NOTE:  This command does not work with BAM files.  The samtools package can be used to sort .bam files.

Usage:

          igvtools  sort [options] [inputFile]  [outputFile]

Required arguments:

          inputFile 

          outputFile 

Options:

  -t tmpdir  Specify a temporary working directory.  For large input files
             this directory will be used to store intermediate results of
             the sort. The default is the users temp directory.

  -m maxRecords  The maximum number of records to keep in memory during the
             sort.  The default value is 500000.  Increase this number
             if you receive "too many open files" errors.   Decrease it
             if you experience "out of memory" errors.

Formatexp

Formats GCT or RES files for display.

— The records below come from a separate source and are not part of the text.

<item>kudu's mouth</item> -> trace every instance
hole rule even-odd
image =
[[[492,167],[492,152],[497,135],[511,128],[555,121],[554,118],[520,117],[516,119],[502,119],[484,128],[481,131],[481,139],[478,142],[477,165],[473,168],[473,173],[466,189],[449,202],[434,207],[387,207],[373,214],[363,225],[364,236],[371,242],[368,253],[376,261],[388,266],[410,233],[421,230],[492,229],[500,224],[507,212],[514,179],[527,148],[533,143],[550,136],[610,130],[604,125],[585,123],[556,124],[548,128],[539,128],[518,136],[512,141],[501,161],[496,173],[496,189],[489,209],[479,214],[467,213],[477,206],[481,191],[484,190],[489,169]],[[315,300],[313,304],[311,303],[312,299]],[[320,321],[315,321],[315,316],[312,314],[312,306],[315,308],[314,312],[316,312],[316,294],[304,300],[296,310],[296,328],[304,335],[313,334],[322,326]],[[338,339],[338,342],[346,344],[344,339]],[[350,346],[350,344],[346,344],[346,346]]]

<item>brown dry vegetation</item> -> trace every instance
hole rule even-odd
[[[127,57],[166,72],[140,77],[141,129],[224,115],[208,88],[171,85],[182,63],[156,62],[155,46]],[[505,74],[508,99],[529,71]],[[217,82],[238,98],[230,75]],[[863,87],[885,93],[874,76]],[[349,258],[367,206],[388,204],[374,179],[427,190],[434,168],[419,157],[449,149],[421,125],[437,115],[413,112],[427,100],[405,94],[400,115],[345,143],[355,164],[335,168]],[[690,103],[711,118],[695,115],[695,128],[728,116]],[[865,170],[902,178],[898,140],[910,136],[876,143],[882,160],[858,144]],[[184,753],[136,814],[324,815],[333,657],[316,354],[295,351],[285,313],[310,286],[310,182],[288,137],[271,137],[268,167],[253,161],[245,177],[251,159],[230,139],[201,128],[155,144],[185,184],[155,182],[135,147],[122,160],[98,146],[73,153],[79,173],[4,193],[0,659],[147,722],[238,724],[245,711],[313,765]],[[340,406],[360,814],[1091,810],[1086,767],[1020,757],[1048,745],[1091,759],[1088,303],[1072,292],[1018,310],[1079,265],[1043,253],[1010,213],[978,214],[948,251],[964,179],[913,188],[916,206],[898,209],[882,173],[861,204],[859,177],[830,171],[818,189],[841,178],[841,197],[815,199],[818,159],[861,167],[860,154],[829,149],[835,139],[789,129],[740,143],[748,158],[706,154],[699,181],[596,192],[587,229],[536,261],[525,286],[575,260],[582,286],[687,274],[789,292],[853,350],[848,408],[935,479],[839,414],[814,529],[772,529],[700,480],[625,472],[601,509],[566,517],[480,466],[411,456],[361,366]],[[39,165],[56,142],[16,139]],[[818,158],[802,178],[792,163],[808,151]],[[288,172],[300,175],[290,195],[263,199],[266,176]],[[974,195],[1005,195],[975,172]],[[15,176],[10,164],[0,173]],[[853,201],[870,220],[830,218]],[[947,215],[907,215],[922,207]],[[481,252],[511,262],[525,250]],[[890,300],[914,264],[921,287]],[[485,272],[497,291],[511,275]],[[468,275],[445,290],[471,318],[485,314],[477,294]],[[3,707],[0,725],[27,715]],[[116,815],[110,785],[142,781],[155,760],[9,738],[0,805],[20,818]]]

This should only be used if the file has not previously been log-transformed and has no negative numbers. The module:

  1. Takes the log2 of the data.
  2. Computes the median and subtracts it from each log2 probe value (i.e., centers on the median).
  3. Computer the MAD (mean absolute deviation) using the definition here: http://stat.ethz.ch/R-manual/R-devel/library/stats/html/mad.html
  4. Divides each log2 probe value by the MAD.

Supported input file formats are: .gct and .res.

Usage:

          igvtools formatexp [inputFile]  [outputFile]

Required arguments:

          inputFile 

          outputFile 

Version

  Prints the igvtools version number to the console.